En 1933, un gran cambio fue el seguro de depósitos. El gobierno federal aseguró cuentas bancarias. Ayudó a detener el pánico bancario en ese momento. Esta es una política controvertida incluso hoy, y algunos piensan que exacerbó la crisis de ahorro y préstamo de la década de 1980, sin mencionar más problemas en 2008. Pero, sin embargo, no tuvo nada que ver con la Reserva Federal.

En 2009, el mercado de valores tocó fondo cuando hubo un cambio en las reglas que permitió a los bancos "marcar al modelo" en lugar de "marcar al mercado". Los bancos podrían simplemente decir: "Somos solventes, lo prometemos". Funcionó.

Hoy, el Congreso ha estado poniendo a disposición fondos para garantizar préstamos comerciales, y para una amplia variedad de propósitos que deberían ayudar a mantener la calma financiera.

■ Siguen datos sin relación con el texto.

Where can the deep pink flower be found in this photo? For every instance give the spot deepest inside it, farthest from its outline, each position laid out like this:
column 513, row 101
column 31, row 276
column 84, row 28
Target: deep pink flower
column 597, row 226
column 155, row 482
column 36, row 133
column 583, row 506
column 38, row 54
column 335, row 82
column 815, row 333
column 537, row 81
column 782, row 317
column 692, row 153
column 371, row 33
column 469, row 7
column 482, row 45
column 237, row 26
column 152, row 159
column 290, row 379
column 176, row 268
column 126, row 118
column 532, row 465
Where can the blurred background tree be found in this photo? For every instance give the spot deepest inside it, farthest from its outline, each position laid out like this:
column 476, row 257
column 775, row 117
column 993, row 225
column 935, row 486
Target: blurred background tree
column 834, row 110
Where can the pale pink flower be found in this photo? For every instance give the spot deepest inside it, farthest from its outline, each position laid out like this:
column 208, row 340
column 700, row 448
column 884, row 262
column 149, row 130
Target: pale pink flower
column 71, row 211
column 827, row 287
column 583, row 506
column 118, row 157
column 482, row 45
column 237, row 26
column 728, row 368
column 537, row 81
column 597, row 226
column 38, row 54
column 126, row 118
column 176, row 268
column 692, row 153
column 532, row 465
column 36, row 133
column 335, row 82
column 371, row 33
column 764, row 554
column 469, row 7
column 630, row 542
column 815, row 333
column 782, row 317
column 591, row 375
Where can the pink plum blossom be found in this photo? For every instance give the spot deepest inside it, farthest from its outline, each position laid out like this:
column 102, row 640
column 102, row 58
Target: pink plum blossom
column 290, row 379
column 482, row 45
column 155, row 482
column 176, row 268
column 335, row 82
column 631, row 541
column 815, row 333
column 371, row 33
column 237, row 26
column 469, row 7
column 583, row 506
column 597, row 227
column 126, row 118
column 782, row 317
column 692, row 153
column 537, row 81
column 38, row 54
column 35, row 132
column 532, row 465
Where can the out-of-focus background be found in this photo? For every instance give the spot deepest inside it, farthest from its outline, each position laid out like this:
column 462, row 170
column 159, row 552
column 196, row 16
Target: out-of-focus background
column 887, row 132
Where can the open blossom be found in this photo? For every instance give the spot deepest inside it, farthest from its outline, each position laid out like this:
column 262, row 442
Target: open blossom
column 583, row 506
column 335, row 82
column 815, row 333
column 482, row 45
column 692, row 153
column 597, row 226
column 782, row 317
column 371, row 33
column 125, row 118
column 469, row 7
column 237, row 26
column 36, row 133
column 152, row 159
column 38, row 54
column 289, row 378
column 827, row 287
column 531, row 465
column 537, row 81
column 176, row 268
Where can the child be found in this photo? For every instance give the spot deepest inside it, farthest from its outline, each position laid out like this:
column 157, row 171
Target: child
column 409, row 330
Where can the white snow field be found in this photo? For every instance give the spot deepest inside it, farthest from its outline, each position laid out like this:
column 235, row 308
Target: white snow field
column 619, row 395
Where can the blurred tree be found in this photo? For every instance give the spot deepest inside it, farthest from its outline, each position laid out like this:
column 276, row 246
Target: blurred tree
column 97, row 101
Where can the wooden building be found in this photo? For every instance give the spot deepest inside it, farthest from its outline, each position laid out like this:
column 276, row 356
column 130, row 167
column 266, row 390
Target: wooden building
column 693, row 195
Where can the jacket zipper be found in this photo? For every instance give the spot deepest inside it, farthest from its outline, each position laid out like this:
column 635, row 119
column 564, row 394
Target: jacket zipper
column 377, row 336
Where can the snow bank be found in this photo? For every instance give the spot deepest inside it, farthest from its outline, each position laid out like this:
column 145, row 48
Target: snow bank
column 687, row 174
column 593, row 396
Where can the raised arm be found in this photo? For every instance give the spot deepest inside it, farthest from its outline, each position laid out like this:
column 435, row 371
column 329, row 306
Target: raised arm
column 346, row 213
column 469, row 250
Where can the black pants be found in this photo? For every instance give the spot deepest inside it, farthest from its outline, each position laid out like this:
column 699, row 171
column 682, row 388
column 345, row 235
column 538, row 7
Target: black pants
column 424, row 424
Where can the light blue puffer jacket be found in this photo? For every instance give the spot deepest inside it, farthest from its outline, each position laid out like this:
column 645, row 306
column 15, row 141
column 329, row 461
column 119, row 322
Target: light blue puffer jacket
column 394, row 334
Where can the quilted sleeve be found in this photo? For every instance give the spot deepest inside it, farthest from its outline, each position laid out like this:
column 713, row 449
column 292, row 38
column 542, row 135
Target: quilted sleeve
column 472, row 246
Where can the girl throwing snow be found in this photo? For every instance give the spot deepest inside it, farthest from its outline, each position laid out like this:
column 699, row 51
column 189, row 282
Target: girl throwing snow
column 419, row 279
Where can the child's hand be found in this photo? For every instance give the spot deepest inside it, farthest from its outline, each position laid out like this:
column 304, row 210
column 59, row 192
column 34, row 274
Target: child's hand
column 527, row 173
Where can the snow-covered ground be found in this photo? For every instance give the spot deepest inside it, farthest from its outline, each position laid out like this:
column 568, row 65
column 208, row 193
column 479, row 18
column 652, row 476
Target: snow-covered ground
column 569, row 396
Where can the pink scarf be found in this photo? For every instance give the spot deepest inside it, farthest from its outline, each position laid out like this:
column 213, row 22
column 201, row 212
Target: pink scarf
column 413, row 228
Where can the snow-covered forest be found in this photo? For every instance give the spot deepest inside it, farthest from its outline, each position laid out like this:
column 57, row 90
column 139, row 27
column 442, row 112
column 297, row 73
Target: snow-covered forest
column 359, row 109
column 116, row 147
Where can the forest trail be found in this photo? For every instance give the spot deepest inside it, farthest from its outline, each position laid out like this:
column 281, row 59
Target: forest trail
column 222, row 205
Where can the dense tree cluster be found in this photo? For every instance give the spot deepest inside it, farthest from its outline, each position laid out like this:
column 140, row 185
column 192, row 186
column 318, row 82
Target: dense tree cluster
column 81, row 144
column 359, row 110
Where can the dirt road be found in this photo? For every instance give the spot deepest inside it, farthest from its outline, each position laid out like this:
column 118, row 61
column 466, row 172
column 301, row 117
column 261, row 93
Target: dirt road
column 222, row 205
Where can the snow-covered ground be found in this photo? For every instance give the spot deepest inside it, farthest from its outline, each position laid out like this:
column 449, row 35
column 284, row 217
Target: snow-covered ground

Si esta es una buena idea o no, se debatirá durante mucho tiempo, estoy seguro. Pero no tiene nada que ver con la Reserva Federal. Todas estas acciones son totalmente compatibles con el estándar de oro.

¿Qué pasa con las tasas de interés? ¿No queremos que la Reserva Federal reduzca las tasas cuando las cosas se ponen difíciles? En la década de 1930, las fuerzas del mercado fijaron las tasas de interés. Dada la crisis económica de la época, las tasas de los bonos del gobierno, y especialmente las tasas de los billetes, eran muy bajas. El rendimiento de las facturas del gobierno gastó durante casi toda la década de 1930 cerca del 0% . Los mercados bajan las tasas "sin riesgo" automáticamente, en tiempos de dificultades económicas, cuando simplemente les permite funcionar sin molestias. Todo operador de bonos ya lo sabe.

Cuando revisamos la lista de todas las cosas que la Reserva Federal, el Tesoro, el Congreso y otros organismos reguladores podrían hacer, al tiempo que nos adherimos al patrón oro, encontramos que realmente no queda mucho. Resulta que muchas de las cosas que supuestamente justifican las monedas flotantes, también son posibles con un sistema estándar de oro.